Quería envenenarme, acabar pronto con todo esto que me inundaba de sentimientos encontrados, olvidarme que ya no deseaba volver a ver mi presente. Pero, como siempre, había olvidado dejar por escrito alguna leyenda, las palabras que dijeran los motivos de mi partida, lo cobarde que era para tomar esa decisión: una carta póstuma.
Realmente me preocupaba, el primero en asomarse a ver mi cadaver no solo pensaría en la fatal imagen que ya no podría borrar de su mente, también pensaría que me había tomado el tiempo de explicar a mi familia los motivos, esa carta podría disculpar un poco mis acciones.
De alguna manera todos dejarían de pensar en lo maldita egoísta que era y entonces sería respetada por mis motivos.
En unos momentos comenzaría mi agonía, faltaban solo unos minutos para que las pastillas revolvieran mi estómago y yo sin haberme preparado.
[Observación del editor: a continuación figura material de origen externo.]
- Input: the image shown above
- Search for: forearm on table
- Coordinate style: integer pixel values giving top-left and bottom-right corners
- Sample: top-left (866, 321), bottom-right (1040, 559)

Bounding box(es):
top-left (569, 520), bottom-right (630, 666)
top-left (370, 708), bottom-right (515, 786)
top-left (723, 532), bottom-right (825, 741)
La maldita mala manera de hacer todo mal, todo de prisa, de tener siempre cosas que hacer, ahora estaría esperando la muerte y repasando mi vida como dicen qué ocurre, pero no, ahora solo quería tener una hoja y un lapicero frente a mi.
Me urgía irme. Tantos problemas, tantas ausencias, deudas y falta de dinero. Ya quería estar del otro lado aunque no supiera a dónde llegaría. Ya sabía un poco, quizá lo que todos creemos: que si el cielo, que si el infierno, que la reencarnación, que otros mundos en el cosmos.
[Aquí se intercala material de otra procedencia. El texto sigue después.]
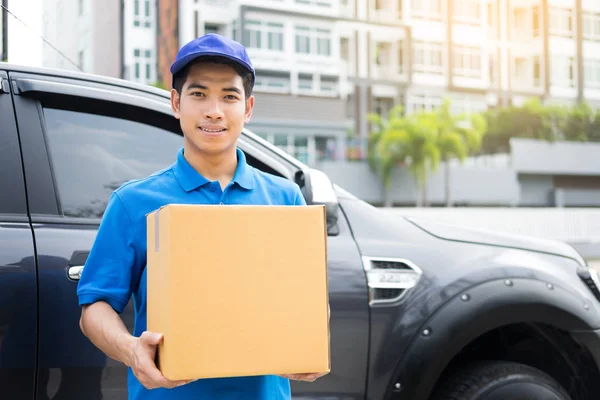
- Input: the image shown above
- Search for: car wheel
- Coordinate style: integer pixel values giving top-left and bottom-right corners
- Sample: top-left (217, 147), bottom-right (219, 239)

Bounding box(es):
top-left (434, 361), bottom-right (571, 400)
Aun consciente comencé a buscar la hoja y el lapicero, era increíble que no pudiera encontrarlos, mis hijos se lo habían llevado todo a la escuela ¿quién carajo se lleva todo? Busqué en todas partes y no encontré nada.
Al fin y debajo de la cama se asomaba un lápiz, cuando estiré el brazo para sacarlo me di cuenta que estaba mordido de la goma y sin punta ¿de dónde malditas consigo un saca puntas?
Fui para la cocina y mi único cuchillo era de sierra, a pesar de saber que no era buena idea tratar de sacar filo lo intenté , pero de tanta presión me llevé parte del dedo índice.
Con el dedo sangrando y un dolor que comenzaba a tener en el estómago abrí los cajones de la cocina. Siempre hay un cajón “guarda porquerías” donde encuentras pilas viejas, velas de cumpleaños, tijeras rotas, tarjetas de presentación o tickets de compra.
Pensé en ocupar el reverso del ticket, pero aun así no encontraba con qué escribir, seguí buscando en medio de tanta basura inservible que guardaba y hasta atrás ahí escondida estaba una pluma sin tapón y al lado una mancha de tinta azul que delataba su color.
Saqué de atrás la herramienta que me salvaría del qué dirán, la respuesta a las dudas de mis hijos, de mis padres. Comencé a sentir más fuerte el malestar en mi estómago y con él, náuseas leves, me estaba empezando a morir y yo sin escribir una sola palabra.
Para continuar con mi racha de mala suerte la única pluma que había encontrado no quería escribir. Ya rara me sentía y aun así coloqué la pluma entre mis manos y la froté, como pidiéndole permiso, la sacudí, como pidiéndole que reaccionara, no sé cuánto tiempo había estado ahí secándose, no había servido para nada, así como yo, y hasta el final seguía quedando mal, así como yo, yo esperaba lo ultimo de ella, pero debía ser como yo, dando lástima hasta el final.
Lo intenté, aun así debía funcionar, rayé mi zapato, remarqué el ticket, y sólo había rayas que hundían el papel. No se me hacía justo. Tanto sufrirle para que nadie se diera cuenta. Quizá sí era una maldita egoísta que sólo quería la atención de los demás.
La cabeza comenzó a darme vueltas, me daban punzadas, seguía rayando, debía salir tinta. Un dolor mortal en el estómago me dobló, seguía rayando, debía salir tinta. En mi boca un líquido amargo se sentía, seguía rayando, debía salir tinta. Vomité un líquido amarillo y viscoso, seguía rayando, debía salir tinta. Mi pecho se colapsaba entre un dolor que quemaba y la falta de respiración, y al fin una tenue tinta me dejó escribir lo que aquella pluma y mi vida significaban: “Nunca sirvió de nada”.